Open jorainer opened 2 years ago
A MsqlBackend
compliant database (MariaDB) was created for the full data which consists of 504 mzML files with in total 42,592,313 spectra (MS1 and MS2). The total sum of mass peaks for all these spectra is 19,381,366,123. A second MariaDB database was created with the option blob = TRUE
introduced in PR #4 . In contrast to the former, this stores m/z and intensity of a spectrum as a BLOB in the database table reducing the size of the database tables considerably.

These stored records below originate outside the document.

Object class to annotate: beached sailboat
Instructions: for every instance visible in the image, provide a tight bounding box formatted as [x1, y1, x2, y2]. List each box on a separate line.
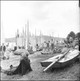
[1, 55, 21, 71]
[40, 49, 79, 71]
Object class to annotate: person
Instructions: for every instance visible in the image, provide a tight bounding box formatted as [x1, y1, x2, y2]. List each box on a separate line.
[3, 49, 11, 60]
[77, 38, 80, 51]
[7, 51, 32, 75]
[1, 43, 6, 57]
[36, 44, 39, 51]
[51, 39, 54, 52]
[43, 41, 47, 52]
[46, 41, 50, 52]
[78, 39, 80, 58]
[13, 46, 17, 51]
[0, 46, 2, 51]
[2, 43, 6, 52]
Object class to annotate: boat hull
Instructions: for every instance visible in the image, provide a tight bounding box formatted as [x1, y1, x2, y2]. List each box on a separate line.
[40, 50, 79, 69]
[41, 51, 52, 54]
[1, 55, 20, 71]
[41, 55, 78, 68]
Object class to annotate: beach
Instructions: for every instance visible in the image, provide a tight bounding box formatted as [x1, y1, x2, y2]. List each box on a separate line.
[1, 51, 80, 80]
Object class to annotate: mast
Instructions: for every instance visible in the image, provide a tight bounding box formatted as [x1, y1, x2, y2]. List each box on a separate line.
[25, 24, 26, 49]
[27, 20, 29, 49]
[35, 28, 37, 45]
[16, 29, 19, 48]
[22, 28, 25, 47]
[40, 30, 42, 44]
[1, 22, 5, 45]
[15, 32, 17, 46]
[1, 22, 4, 55]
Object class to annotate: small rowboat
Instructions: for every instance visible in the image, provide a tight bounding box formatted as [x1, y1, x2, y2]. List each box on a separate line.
[14, 49, 29, 55]
[40, 49, 79, 69]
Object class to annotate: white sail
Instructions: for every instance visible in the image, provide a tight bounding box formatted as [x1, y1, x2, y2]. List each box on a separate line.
[1, 22, 5, 45]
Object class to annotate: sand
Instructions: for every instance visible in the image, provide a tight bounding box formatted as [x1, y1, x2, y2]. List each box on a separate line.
[1, 51, 80, 80]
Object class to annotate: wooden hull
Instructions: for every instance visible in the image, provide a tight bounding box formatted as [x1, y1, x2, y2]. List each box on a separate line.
[40, 50, 79, 69]
[36, 48, 42, 51]
[41, 55, 78, 68]
[14, 49, 30, 55]
[1, 55, 20, 71]
[41, 51, 52, 54]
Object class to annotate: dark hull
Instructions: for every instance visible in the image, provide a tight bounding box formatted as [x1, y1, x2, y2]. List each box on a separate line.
[40, 54, 79, 69]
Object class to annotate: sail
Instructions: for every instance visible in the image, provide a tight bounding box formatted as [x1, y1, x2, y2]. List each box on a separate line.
[1, 23, 5, 45]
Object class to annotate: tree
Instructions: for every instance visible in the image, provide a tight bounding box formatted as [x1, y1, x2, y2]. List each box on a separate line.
[75, 32, 80, 46]
[66, 31, 76, 43]
[64, 39, 68, 44]
[75, 32, 80, 40]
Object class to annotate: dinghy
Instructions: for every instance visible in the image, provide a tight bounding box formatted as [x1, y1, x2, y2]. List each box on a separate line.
[41, 49, 79, 70]
[14, 49, 29, 55]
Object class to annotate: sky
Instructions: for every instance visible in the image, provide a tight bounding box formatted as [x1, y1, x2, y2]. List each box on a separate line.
[1, 1, 79, 43]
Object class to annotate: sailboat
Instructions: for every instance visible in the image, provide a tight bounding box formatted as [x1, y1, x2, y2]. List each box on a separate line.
[0, 20, 30, 72]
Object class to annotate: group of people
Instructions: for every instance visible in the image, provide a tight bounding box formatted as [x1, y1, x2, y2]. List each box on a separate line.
[41, 39, 55, 52]
[0, 43, 6, 52]
[0, 43, 17, 53]
[0, 37, 80, 76]
[0, 43, 17, 59]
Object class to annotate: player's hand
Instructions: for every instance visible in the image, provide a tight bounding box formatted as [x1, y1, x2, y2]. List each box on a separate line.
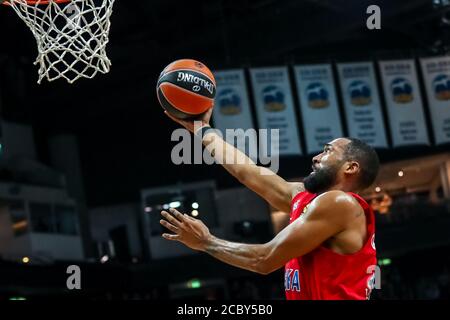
[160, 208, 212, 251]
[164, 107, 213, 133]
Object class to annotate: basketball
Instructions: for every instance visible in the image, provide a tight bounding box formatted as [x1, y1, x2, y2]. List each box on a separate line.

Performance is evaluated based on some frequently used tasks and compared to a Spectra
with a MsBackendMzR
backend. Parallel processing is disabled and the files and database are stored on SSD disks with ~ 1GB/s throughput.
## con is the connection to the MariaDB database
ccle <- Spectra(con, source = MsqlBackend())
## con_blob is the connection to the MariaDB database with m/z and intensity stored as BLOB
ccle_blob <- Spectra(con_blob, source = MsqlBackend())
ccle_mzr <- Spectra(fls, source = MsBackendMzR())
## Size comparison
print(object.size(ccle), units = "MB")
## 162.5 MB
print(object.size(ccle_mzr), units = "MB")
## 13506 MB
Since the MsqlBackend
keeps only the primary keys in memory it's size is way smaller than the MsBackenMzR
backed Spectra
.
system.time(
ccle_rt <- filterRt(ccle, c(100, 110))
)
## user system elapsed
## 58.140 1.556 136.230
system.time(
ccle_blob_rt <- filterRt(ccle_blob, c(100, 110))
)
## user system elapsed
## 34.038 1.796 118.031
system.time(
ccle_mzr_rt <- filterRt(ccle_mzr, c(100, 110))
)
## user system elapsed
## 0.674 0.180 0.855
Filtering the MsBackendMzR
is way faster since the data resides in memory. Getting the peaks data for these spectra:
length(ccle_mzr_rt)
[1] 14791
system.time(
pd <- peaksData(ccle_rt)
)
## user system elapsed
## 2.174 0.030 19.202
system.time(
pd_blob <- peaksData(ccle_blob_rt)
)
## user system elapsed
## 0.230 0.026 1.999
system.time(
pd_mzr <- peaksData(ccle_mzr_rt)
)
## user system elapsed
## 65.183 3.825 69.416
Extracting peaks data from an MsqlBackend
is faster. The performance is even better if the m/z and intensity values are stored as a BLOB.
pmz <- 940.1510
system.time(
ccle_pmz <- filterPrecursorMzValues(ccle, pmz[1], tolerance = 0.01)
)
## user system elapsed
## 0.251 0.047 14.008
system.time(
ccle_blob_pmz <- filterPrecursorMzValues(ccle_blob, pmz[1], tolerance = 0.01)
)
## user system elapsed
## 0.265 0.000 14.707
system.time(
ccle_mzr_pmz <- filterPrecursorMzValues(ccle_mzr, pmz[1], tolerance = 0.01)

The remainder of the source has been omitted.